Wondering if Toad For Oracle is capable of connecting to an LDAP server (389 Directory) for database name lookup using the secure port (TLS 1.2).
If you are using an Oracle client and a newer version of Toad, yes this should be no problem. Toad version 16.2 and older used to throw an error if the first port left blank in the LDAP.ora file (like this:
DIRECTORY_SERVERS = (servername.eastus.cloudapp.azure.com::636)
If you are not using an Oracle client, you should be able to connect w/o any problem, assuming your Toad version supports no-client and LDAP.
Thank you for replying. I am using an oracle client to connect to the database ultimately. But when connecting to the name server (Directory 389) using the entry below TOAD just spins when starting up. Any ideas? Is that the proper syntax when using the secure port? Or should it be one colon?
DIRECTORY_SERVERS= (myhost.domain.com::636)
Also, I am using TOAD version 17.0.341
We recently fixed a bug where LDAP dropdown was loading slowly if the LDAP server contained lots (hundreds) of database entries. Could that be the case here?
That was fixed in a recent beta. One workaround was to uncheck the "Connect using Oracle client" checkbox on the login window before attempting to make the connection.
Note, this box is only enabled when Toad does not have any active connections to the database.
I don't think this is the case in my scenario. The only way I get any response from TOAD is if I list port 389 in the DIRECTORY_NAMES parameter in the LDAP.ORA....Is there some configuration I need to do on the TOAD side to tell it to use TLS 1.2?
There is not.
For what it's worth, the only thing Toad uses LDAP for is to populate the dropdown in the login window. The actual connection is made by the Oracle client, and we don't have to tell it to use LDAP or TNSNames - Oracle client figures that out on its own.
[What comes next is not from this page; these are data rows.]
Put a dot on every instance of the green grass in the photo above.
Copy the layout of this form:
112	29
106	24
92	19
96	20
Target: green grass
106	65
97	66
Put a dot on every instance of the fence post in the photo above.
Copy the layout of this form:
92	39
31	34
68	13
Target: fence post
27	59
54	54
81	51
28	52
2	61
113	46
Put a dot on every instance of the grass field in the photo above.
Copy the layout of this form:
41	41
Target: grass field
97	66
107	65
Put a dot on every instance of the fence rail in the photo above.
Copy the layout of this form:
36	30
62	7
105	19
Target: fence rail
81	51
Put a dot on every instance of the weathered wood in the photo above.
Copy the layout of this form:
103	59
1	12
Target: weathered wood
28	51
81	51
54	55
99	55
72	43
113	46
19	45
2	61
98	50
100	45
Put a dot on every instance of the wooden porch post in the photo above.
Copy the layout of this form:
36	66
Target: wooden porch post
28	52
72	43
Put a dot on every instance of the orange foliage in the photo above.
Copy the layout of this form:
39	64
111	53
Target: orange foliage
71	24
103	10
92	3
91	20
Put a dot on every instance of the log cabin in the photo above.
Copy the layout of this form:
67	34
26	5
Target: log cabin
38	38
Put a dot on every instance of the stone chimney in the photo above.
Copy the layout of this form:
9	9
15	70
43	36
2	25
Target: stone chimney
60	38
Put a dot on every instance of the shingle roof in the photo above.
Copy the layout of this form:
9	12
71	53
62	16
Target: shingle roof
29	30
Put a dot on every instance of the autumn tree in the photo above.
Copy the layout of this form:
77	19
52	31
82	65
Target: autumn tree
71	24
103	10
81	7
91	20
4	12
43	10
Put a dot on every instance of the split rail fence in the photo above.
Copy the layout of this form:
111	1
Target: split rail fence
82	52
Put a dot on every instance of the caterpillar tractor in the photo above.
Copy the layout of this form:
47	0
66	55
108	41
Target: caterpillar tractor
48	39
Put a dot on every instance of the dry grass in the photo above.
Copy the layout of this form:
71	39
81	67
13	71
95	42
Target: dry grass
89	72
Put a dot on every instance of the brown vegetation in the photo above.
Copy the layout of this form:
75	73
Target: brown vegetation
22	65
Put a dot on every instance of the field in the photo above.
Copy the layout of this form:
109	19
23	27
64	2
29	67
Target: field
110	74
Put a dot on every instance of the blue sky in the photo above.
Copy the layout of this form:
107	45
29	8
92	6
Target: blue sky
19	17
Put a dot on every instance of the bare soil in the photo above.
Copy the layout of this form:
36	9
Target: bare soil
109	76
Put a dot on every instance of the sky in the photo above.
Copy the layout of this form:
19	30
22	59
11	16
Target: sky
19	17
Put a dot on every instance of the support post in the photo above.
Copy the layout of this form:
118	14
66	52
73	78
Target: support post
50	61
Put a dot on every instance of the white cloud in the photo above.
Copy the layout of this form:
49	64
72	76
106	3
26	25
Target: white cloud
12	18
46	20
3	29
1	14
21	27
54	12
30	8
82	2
To load the dropdown, we are using the oracle client DLLs, using the LDAP_OPEN command. If that is successful, then we call LDAP_SIMPLE_BIND_S, then LDAP_SEARCH to get the list of items in the dropdown.
Some things to check:
- Can you connect using SQL*Plus on the same Oracle client?
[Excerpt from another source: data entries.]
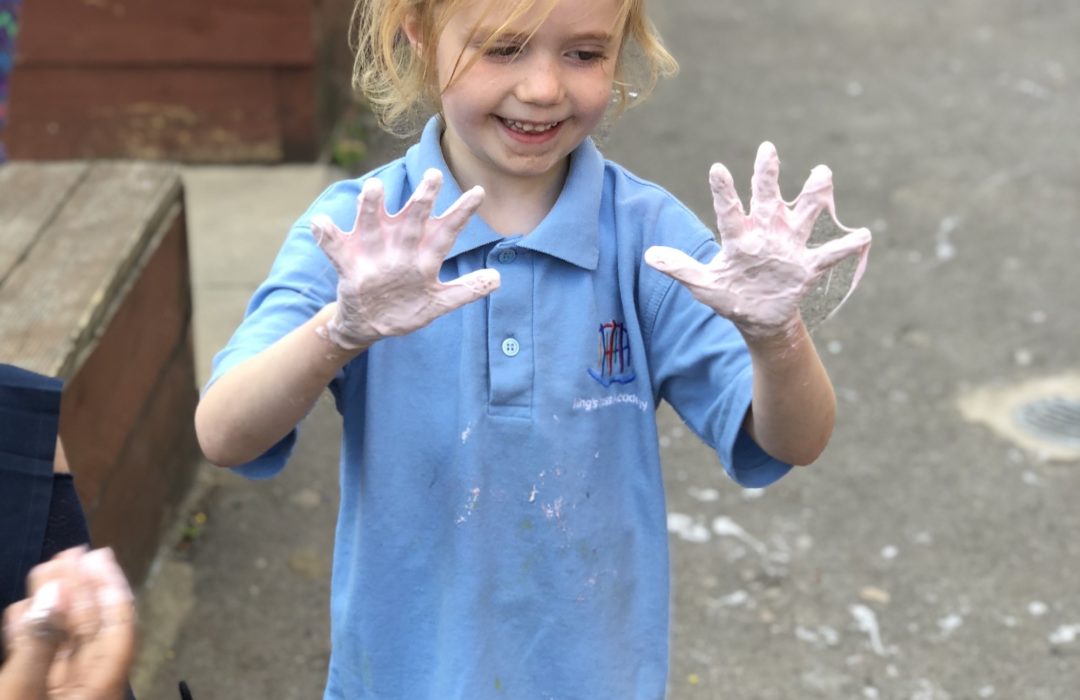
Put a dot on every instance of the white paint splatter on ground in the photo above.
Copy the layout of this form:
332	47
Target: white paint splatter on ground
704	495
689	528
949	623
1065	634
944	250
866	621
724	526
820	636
734	598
- What about if you connect in Toad with "Connect using Oracle client" unchecked?
Maybe LDAP_OPEN does not support TLS 1.2? I am trying to figure that out from the oracle docs
Oh, and I forgot to mention. You can right-click here and choose "Test LDAP". This will cause Toad to try to connect to LDAP and give you a log when it is done so you can see how far it got
For me, the output looks like:
I understand TOAD only connects to LDAP for a listing. But it appears that this connection is where the issue is. And yes, the question ultimately is if TLS 1.2 is supported. I can connect using port 636 with other tools such as APACHE Directory studio. But TOAD seems to be theproblem child right now.
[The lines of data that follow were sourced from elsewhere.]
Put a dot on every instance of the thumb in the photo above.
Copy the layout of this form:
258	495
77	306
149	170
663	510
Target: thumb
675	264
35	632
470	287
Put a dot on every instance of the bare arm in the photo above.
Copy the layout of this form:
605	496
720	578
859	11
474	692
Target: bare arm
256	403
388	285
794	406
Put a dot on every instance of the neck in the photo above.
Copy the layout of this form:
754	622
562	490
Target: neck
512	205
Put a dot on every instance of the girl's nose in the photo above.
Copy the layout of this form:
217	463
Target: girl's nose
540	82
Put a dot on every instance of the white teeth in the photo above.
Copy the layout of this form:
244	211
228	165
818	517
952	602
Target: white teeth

I will check this out and see what it tells us
This is successful when port 389 is used in the directory_servers parameter.
As soon as I use port 636 (secure port) I cannot even get the connect window to come up since it appears it cannot connect to LDAP over secure port.
Can we log this as an enhancement request or bug with Quest?
Yes you can log it as an ER or bug (doesn't matter to me which one, the work is the same). Please go through support for that though. This ToadWorld forum for casual communication.
Absolutely I will log it via support. Thank you for helping to research this issue with me.
1 Like
The next beta (to be released Monday 29-Apr-2024) will support secure LDAP connection port 636 when Toad is not using an Oracle client. This will be in Toad 17.1.
If you are using an Oracle client:
- Maybe it will work. Toad will attempt to use the secure port if it's configured. But at this time I don't even have TNSPing working with the secure port, so it seems that there is some Oracle client configuration that I am missing (maybe like creating a wallet and exchanging it with the server?). I will look at that more next week, but If I need to make further code changes for Toad to use the secure port when an Oracle client is in use, that will probably have to wait until the next version because we are getting close to the release date for 17.1.